At SNHU, Cullen has participated in numerous university committees including the University Curriculum Committee, School of Arts & Science Curriculum Committee, School of Arts & Sciences Strategic Planning Committee, and Faculty Senate. He also served as President of the SNHU Professional Employees Association (SNHUPEA). He has been awarded Faculty Development Travel Grants (2011 and 2012) and a Charles Koch Foundation Grant (2017) for research in the field of over criminalization. In addition, he is Founder and Director of the Institute for Justice & Human Rights. Cullen is a member in good standing of the Massachusetts Bar. He has presented scholarly papers nationally and internationally and served as a consulting reviewer for both academic journals and textbook publishers.
Craig H. Wiggin
Assistant Professor, Co-Chair (Justice Studies)
Craig Wiggin is an Assistant Professor of Justice Studies at Southern New Hampshire University. His time at SNHU began in 2013, when he served as an adjunct professor on the Manchester campus. There, he began teaching Justice Studies courses to undergraduates both in the classroom and online, and worked with his students to assist with their academic and career planning.
Wiggin is an excellent justice studies resource, having served with the Belknap County Sherriff's Department since 2007. As High Sherriff, Wiggin leads an organization of 55 sworn and civilian personnel, and is responsible for a wide range of law enforcement operations. Wiggin's prior experience includes serving in the Risk Management Division of Meredith Village Savings Bank, and as Director of Law Enforcement Operations with Sig Sauer, Inc. He was also the Major-Commander of the Field Operations Bureau in the New Hampshire Department of Safety from 1984 to 2005.
Outside of work, Wiggin belongs to the Meredith, NH Rotary Club and the Lakes Region Partnership for Public Health. He works with the NH Special Olympics, the Salvation Army Fundraising Committee, and a number of other nonprofit and charitable organizations.

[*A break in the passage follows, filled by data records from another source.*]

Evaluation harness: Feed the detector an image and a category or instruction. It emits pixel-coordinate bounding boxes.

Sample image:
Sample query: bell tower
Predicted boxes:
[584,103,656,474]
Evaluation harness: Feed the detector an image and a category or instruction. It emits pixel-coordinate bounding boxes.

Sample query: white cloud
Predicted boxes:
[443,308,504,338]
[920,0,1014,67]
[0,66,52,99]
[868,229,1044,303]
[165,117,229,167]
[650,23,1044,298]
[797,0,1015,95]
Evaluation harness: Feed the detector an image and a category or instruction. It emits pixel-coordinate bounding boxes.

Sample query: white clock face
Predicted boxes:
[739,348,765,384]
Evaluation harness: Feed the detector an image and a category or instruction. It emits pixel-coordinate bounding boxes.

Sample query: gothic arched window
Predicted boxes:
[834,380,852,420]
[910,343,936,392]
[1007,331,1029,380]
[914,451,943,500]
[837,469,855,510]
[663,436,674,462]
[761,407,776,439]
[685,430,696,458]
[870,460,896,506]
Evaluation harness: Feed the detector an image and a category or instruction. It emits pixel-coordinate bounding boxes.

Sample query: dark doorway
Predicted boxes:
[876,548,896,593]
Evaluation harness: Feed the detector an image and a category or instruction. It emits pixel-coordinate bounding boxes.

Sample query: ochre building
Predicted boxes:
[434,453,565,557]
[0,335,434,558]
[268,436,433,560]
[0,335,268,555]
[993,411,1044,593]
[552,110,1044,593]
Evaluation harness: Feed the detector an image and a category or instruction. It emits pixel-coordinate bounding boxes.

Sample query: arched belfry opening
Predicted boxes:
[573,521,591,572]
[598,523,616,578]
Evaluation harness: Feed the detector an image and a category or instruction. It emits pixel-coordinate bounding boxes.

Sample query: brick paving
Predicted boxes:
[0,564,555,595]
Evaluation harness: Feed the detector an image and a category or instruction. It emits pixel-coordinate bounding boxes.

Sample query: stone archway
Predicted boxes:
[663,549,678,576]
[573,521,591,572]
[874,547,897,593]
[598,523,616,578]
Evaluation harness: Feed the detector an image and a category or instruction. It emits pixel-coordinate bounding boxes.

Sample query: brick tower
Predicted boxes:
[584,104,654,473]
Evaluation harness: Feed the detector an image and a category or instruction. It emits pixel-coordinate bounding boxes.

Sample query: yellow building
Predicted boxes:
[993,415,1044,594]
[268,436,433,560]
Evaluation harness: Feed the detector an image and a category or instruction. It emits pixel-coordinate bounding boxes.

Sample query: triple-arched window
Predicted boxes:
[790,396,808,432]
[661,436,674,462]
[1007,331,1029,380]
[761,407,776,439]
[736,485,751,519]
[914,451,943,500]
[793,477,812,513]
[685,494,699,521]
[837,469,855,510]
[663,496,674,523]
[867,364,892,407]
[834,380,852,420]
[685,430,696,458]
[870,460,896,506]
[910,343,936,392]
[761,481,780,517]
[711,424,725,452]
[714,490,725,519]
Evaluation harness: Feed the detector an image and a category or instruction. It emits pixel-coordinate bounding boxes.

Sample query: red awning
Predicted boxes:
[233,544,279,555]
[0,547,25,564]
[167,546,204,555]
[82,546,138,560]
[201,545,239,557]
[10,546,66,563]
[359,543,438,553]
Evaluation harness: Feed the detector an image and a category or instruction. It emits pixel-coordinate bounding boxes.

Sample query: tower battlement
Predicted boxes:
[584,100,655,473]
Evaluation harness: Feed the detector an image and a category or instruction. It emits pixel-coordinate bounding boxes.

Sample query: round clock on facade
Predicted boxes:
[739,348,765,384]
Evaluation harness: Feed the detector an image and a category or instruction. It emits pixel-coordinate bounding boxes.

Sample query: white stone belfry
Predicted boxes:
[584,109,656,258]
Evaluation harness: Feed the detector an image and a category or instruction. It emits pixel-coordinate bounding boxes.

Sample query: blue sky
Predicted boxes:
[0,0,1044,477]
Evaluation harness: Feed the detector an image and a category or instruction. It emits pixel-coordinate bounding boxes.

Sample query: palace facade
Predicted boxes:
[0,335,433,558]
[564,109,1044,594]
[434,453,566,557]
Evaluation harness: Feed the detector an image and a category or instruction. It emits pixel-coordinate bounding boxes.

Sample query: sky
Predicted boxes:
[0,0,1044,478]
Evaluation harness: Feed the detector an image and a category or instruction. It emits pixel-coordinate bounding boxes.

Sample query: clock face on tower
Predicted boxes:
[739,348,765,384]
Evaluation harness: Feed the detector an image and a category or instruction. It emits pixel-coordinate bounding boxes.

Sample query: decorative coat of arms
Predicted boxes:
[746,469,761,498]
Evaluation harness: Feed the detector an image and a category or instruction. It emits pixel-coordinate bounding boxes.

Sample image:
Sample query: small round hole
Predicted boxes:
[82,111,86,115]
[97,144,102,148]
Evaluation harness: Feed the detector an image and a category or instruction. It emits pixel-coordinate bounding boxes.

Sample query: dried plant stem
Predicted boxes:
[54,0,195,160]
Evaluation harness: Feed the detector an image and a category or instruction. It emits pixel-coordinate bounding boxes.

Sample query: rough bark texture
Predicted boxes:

Wiggin holds an A.S. and B.S. in Criminal Justice from Saint Anselm College in Goffstown, NH, a Certificate in Criminal Justice from the University of Virginia, and a Master's of Education from Plymouth State University. In addition, he participated in the 239th session of the FBI National Academy and has received extensive in-service training through his law enforcement roles.
Lisa Speropolous Ph.D.
After serving as an adjunct professor at the University of New Hampshire in 2016 and 2017, Dr. Lisa Speropolous joined SNHU as an assistant professor in the justice studies department. She previously worked with SNHU Online as a team lead for sociology, political science and anthropology, and worked as an adjunct faculty member during that time. She has also previously spent time as an adjunct faculty member with North Shore Community College in Danvers, MA.
Dr. Speropolous earned her Doctor of Philosophy in Sociology from the University of New Hampshire. Her substantive area was in crime and conflict and her dissertation was titled “Effects of a STEAM Focused Education Program on Students’ Academic Performance, Engagement in Risk-Taking Behaviors, and Perceptions of College and Career Readiness.” She earned her MS in Criminal Justice from Northeastern University, and her BA in Psychology from the University of New Hampshire.